Model Size: LLMs are large! Ensure you have enough disk space and RAM.

Choosing models from Huggingface and integrate into Ollama

To choose and integrate models from the Hugging Face website into OLLAMA, follow these steps:

Choosing a model

Browse the Hugging Face Model Hub: Visit the Hugging Face Model Hub to explore available models. You can search by keyword, select a specific task (e.g., sentiment analysis, text classification), or filter by language.
Evaluate model performance: Read through the model’s documentation and evaluate its performance on various tasks. Check the model’s accuracy, precision, recall, F1-score, and other metrics to determine its suitability for your use case.
Select a model that matches your needs: Choose a model that meets your requirements, such as the task you want to perform (e.g., conversation generation), the language you need to support, and the level of complexity.

Integrating a model into OLLAMA

Check if the model is compatible with OLLAMA: Ensure the chosen model is compatible with OLLAMA by checking its architecture, requirements, and supported features.
Download the model: Download the selected model using the Hugging Face API or by clicking on the “Use” button next to the model in the Model Hub. You can choose between various formats, including .pytorch, .onnx, and .huggingface.
Prepare the model for OLLAMA: Adapt the downloaded model to OLLAMA’s requirements by making any necessary modifications, such as updating the tokenizer or adding custom logic.
Integrate the model into your OLLAMA workflow: _ Use the Hugging Face Python library (transformers) to load and process the model. _ Create a custom OLLAMAModel class that wraps the downloaded model and provides necessary functionality for integrating it with OLLAMA.

Here’s an example of how you can integrate a Hugging Face model into your OLLAMA workflow:

        
      
import torch
from transformers import AutoModelForSeq2SeqLM, AutoTokenizer

# Load the pre-trained model and tokenizer
model_name = "t5-small"
model = AutoModelForSeq2SeqLM.from_pretrained(model_name)
tokenizer = AutoTokenizer.from_pretrained(model_name)

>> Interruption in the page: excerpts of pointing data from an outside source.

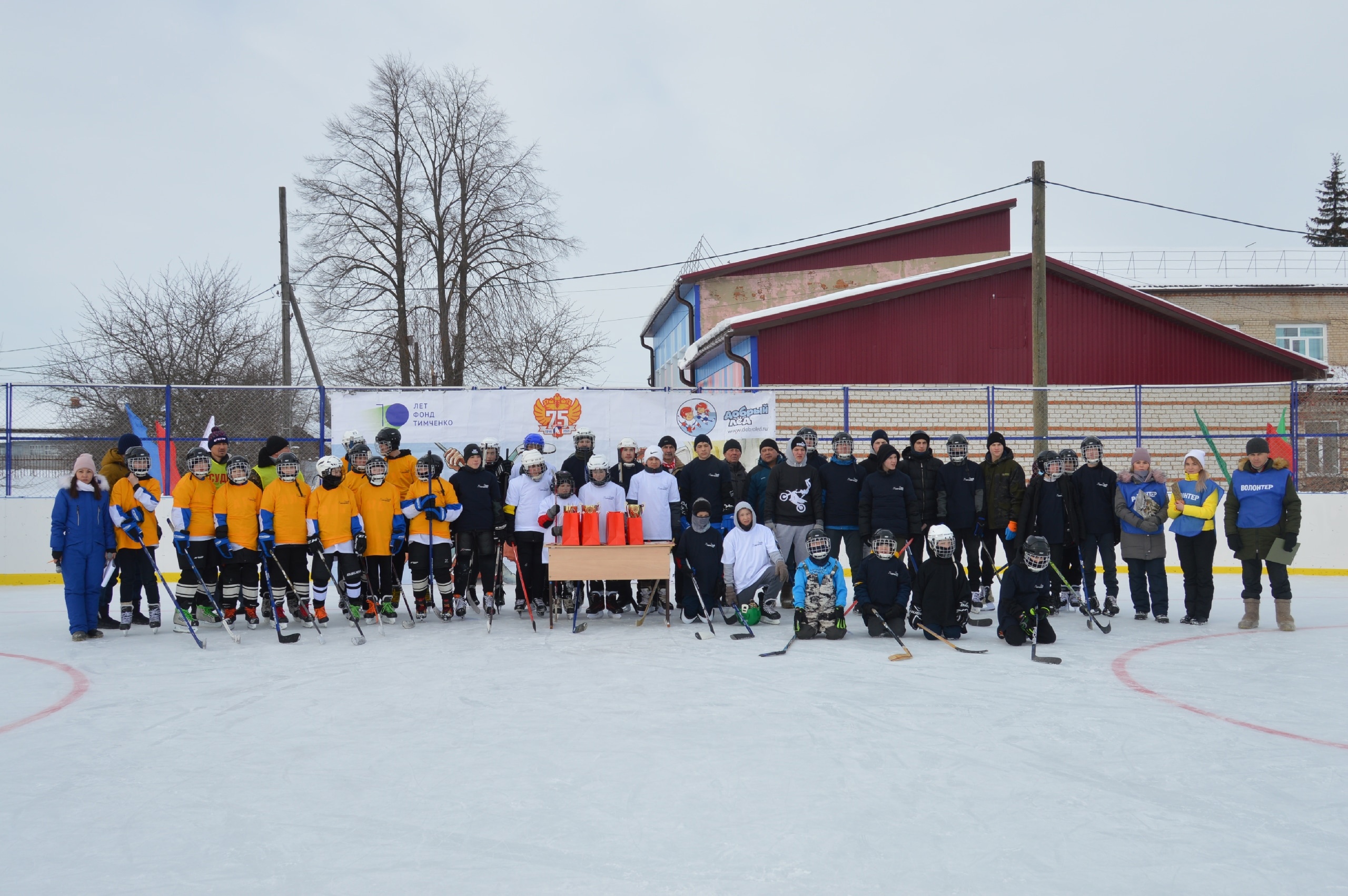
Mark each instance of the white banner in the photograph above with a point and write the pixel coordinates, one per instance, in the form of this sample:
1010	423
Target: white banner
453	418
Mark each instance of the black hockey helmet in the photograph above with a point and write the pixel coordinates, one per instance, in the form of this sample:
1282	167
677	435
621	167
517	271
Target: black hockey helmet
288	468
429	466
957	448
817	545
199	461
138	461
389	440
1092	451
1036	554
885	543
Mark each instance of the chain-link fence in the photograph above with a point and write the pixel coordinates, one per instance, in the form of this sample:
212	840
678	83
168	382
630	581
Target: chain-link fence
47	425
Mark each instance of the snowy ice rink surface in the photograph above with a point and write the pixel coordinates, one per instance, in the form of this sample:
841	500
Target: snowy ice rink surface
625	760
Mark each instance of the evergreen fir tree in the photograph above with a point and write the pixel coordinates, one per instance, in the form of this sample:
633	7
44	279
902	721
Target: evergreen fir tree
1331	225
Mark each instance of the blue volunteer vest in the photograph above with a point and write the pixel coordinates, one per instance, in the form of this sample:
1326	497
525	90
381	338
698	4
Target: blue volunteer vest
1261	496
1191	526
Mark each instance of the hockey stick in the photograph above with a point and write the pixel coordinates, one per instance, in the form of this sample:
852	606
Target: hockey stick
359	638
200	640
706	608
947	642
271	599
364	581
290	588
1034	647
1091	618
211	598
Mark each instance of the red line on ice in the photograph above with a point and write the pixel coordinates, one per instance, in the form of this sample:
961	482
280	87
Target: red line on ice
78	685
1121	670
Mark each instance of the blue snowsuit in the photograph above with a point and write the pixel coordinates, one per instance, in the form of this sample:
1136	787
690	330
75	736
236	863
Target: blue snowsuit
81	530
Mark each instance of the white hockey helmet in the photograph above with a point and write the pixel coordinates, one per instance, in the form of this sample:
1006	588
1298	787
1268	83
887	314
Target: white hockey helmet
530	461
941	541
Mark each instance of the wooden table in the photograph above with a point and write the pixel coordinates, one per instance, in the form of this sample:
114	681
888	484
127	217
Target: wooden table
614	562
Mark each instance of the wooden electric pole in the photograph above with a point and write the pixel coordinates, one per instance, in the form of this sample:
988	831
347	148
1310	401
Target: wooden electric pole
285	293
1040	314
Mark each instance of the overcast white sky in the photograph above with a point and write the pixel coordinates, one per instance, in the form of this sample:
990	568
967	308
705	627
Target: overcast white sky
138	134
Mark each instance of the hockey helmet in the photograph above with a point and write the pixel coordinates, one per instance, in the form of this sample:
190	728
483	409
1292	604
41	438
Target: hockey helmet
288	468
941	541
138	461
389	440
1092	451
199	463
957	448
429	466
530	461
817	545
328	466
1036	554
236	468
1048	465
359	456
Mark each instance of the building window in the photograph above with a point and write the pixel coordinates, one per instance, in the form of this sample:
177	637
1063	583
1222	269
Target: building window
1303	339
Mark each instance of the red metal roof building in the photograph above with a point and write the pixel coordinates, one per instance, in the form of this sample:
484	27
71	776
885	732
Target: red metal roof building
701	300
971	325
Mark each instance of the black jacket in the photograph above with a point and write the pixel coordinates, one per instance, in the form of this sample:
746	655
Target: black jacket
793	495
1003	490
709	479
1094	488
960	499
480	496
1032	521
924	469
841	492
939	591
882	582
739	481
703	553
623	473
887	503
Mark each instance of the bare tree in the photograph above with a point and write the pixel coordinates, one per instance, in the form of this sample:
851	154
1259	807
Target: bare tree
485	218
196	328
362	251
541	341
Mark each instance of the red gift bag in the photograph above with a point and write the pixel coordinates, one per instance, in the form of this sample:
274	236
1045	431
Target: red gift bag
614	527
571	529
590	529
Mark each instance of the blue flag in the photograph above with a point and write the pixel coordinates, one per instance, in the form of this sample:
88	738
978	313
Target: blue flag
146	440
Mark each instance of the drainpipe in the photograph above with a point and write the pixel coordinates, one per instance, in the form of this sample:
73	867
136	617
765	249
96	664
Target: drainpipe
650	381
740	360
678	297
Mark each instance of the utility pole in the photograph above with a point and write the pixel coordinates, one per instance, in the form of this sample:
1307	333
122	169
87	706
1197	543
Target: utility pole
1040	313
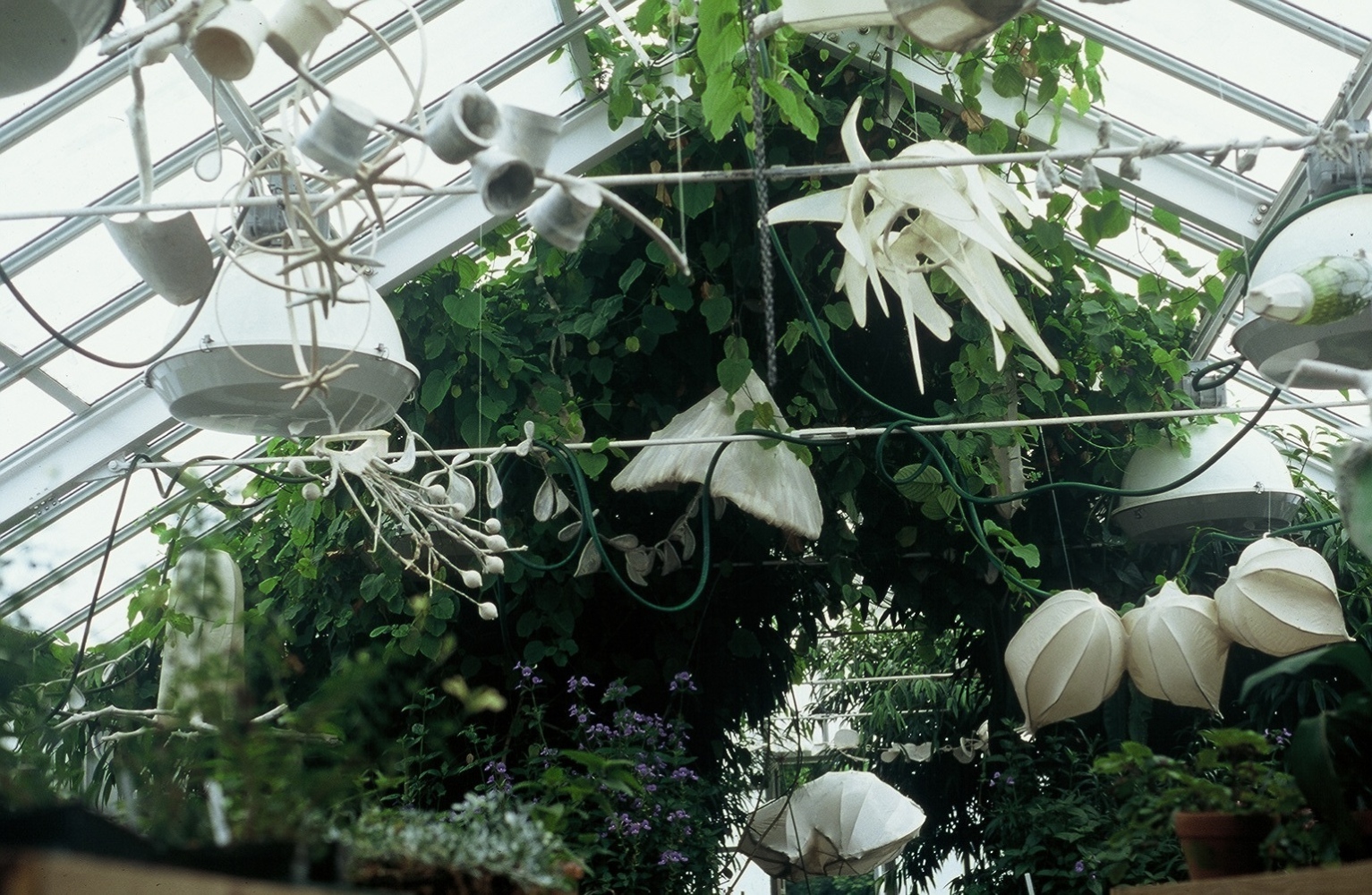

class OLLAMAModel(torch.nn.Module):
    def __init__(self):
        super(OLLAMAModel, self).__init__()
        self.model = model
        self.tokenizer = tokenizer

    def forward(self, input_ids, attention_mask):
        # Preprocess the input IDs and attention mask
        inputs = self.tokenizer(input_ids, attention_mask=attention_mask, return_tensors="pt")
        outputs = self.model(**inputs)
        return outputs.last_hidden_state[:, 0, :]

# Create an instance of the OLLAMA model
model_instance = OLLAMAModel()

# Use the model to generate text
input_text = "Hello, how are you?"
input_ids = tokenizer.encode(input_text, return_tensors="pt")
attention_mask = tokenizer.encode(["<s>"] + input_text.split() + ["</s>"])

outputs = model_instance(input_ids, attention_mask)
generated_text = tokenizer.decode(outputs[0], skip_special_tokens=True)
print(generated_text)

Note that this is a simplified example and you may need to modify the code to fit your specific use case. Additionally, consult the OLLAMA documentation and Hugging Face API for more information on integrating models with these platforms.

This post is licensed under CC BY 4.0 by the author.